The book of Psalms, Job, Ecclesiastes, and Lamentations are all filled with expressions of human doubt. – and they still put those books in the Bible. In effect, they canonized doubt! Shocking, but true!
Church History is filled with Saints, great men and women of faith, who openly acknowledged their doubts.
Martin Luther constantly battled depression and doubt. “For more than a week, Christ was wholly lost. I was shaken by desperation and blasphemy against God.”
The Puritan preacher Richard Baxter once wrote that his faith rested on “probabilities instead of full undoubted certainties.” A Puritan wrote that!!!
The famous Puritan, Increase Mather, wrote entries into his diaries such as this one: “Greatly attacked by temptations to atheism.”
You probably read that Mother Teresa of Calcutta (who’s now “St. Teresa of Calcutta”)spent many years struggling in her faith. Her dark times of doubt were very persistent and more the norm for her than the spiritual highs she experienced as a young believer.
Frederick Buechner, one of my favorite writers put it this way: “Without somehow destroying me in the process, how could God reveal himself in a way that would leave no room for doubt? If there were no room for doubt, there would be no room for me?”
I want to close by calling to your attention to one of the Patriarchs of the Israelites, Jacob. In Genesis 32, there’s a story about Jacob wrestling with some unknown person or spiritual being throughout the entire night. Jacob is able to hold his own. He doesn’t totally win, but he doesn’t lose either, he doesn’t get destroyed. He asks the man to bless him, and he gets his wish. The blessing comes with a name change.

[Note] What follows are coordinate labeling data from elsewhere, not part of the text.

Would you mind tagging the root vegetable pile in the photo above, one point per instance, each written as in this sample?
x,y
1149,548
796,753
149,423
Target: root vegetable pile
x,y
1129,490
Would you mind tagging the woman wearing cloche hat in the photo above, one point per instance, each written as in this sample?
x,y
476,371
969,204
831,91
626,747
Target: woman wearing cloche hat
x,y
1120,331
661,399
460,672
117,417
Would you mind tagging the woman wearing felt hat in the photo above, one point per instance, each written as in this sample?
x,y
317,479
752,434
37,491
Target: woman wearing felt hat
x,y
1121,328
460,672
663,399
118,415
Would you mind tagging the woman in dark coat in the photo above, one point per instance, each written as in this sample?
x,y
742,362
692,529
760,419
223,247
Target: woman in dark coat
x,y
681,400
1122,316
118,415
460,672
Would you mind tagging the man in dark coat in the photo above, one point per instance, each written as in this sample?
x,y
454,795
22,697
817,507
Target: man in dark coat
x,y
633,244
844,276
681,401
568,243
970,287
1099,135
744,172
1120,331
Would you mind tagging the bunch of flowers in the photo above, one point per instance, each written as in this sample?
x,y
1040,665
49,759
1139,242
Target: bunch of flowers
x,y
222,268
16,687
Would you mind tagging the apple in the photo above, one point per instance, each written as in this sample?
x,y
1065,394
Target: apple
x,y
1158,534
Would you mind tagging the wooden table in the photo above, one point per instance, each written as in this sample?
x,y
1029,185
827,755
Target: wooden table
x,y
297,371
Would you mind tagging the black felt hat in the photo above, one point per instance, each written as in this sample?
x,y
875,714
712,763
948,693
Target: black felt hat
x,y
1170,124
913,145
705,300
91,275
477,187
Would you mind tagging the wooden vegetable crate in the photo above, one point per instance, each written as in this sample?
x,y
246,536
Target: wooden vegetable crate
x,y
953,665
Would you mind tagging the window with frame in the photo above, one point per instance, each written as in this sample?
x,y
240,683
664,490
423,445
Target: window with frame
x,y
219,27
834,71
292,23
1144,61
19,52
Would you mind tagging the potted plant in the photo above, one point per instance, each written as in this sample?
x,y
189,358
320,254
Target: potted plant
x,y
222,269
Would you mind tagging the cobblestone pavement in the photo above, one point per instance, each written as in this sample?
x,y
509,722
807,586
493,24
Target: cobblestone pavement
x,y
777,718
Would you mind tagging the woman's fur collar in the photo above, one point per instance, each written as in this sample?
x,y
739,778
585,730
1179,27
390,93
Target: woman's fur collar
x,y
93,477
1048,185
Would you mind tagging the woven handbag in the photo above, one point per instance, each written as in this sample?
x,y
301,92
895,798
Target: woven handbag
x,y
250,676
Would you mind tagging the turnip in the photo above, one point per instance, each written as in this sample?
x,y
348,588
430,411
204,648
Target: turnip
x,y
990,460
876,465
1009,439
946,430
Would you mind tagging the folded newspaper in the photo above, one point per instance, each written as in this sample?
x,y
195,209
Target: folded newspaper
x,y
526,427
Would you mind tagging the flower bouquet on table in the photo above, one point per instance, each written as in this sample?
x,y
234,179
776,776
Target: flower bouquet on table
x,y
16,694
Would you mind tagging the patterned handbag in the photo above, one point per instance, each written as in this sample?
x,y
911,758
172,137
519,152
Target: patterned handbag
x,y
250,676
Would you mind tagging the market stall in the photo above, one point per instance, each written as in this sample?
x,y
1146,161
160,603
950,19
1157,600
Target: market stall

“You shall no longer be called Jacob, but rather ‘Israel,’ for you have wrestled with God and humans and prevailed.”
Here’s the point – Jacob gets a new name, Israel. That name stuck, didn’t it? The descendants of Jacob are called “Israel” today. Do you know what the name “Israel” means? – “the one who wrestles with God.” So in the Bible, the Old Testament, the Bible of Jesus, the people of God are called “Those who wrestle with God.”

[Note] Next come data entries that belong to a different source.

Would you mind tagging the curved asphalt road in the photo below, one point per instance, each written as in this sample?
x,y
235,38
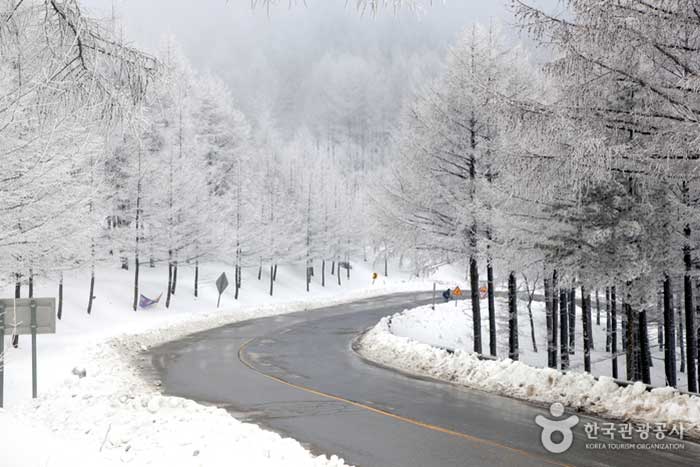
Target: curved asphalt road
x,y
297,375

According to the Bible, part of being a person of faith is struggling, doubting, believing, questioning, wrestling. I find that to be good news, don’t you?
Faith, doubt, questioning, & wrestling. These are the things of our religion, this side of heaven.
- It was that way with the Israelites of old.
- It was that way that first Easter week with “Just Thomas.”
- And it’s often that way with us.
Think about it. Let’s pray about it.
Loving God, God of light and God of the shadows, God of wonder and mystery, thank you that just as you accepted Thomas that day, you accept us this day, just as we are. Help us to be an honest people, honest with our doubts and questions, that by sharing them with one another and even with you we might gain understanding, grace and growth. We ask this in the name Christ our Risen Savior. Amen.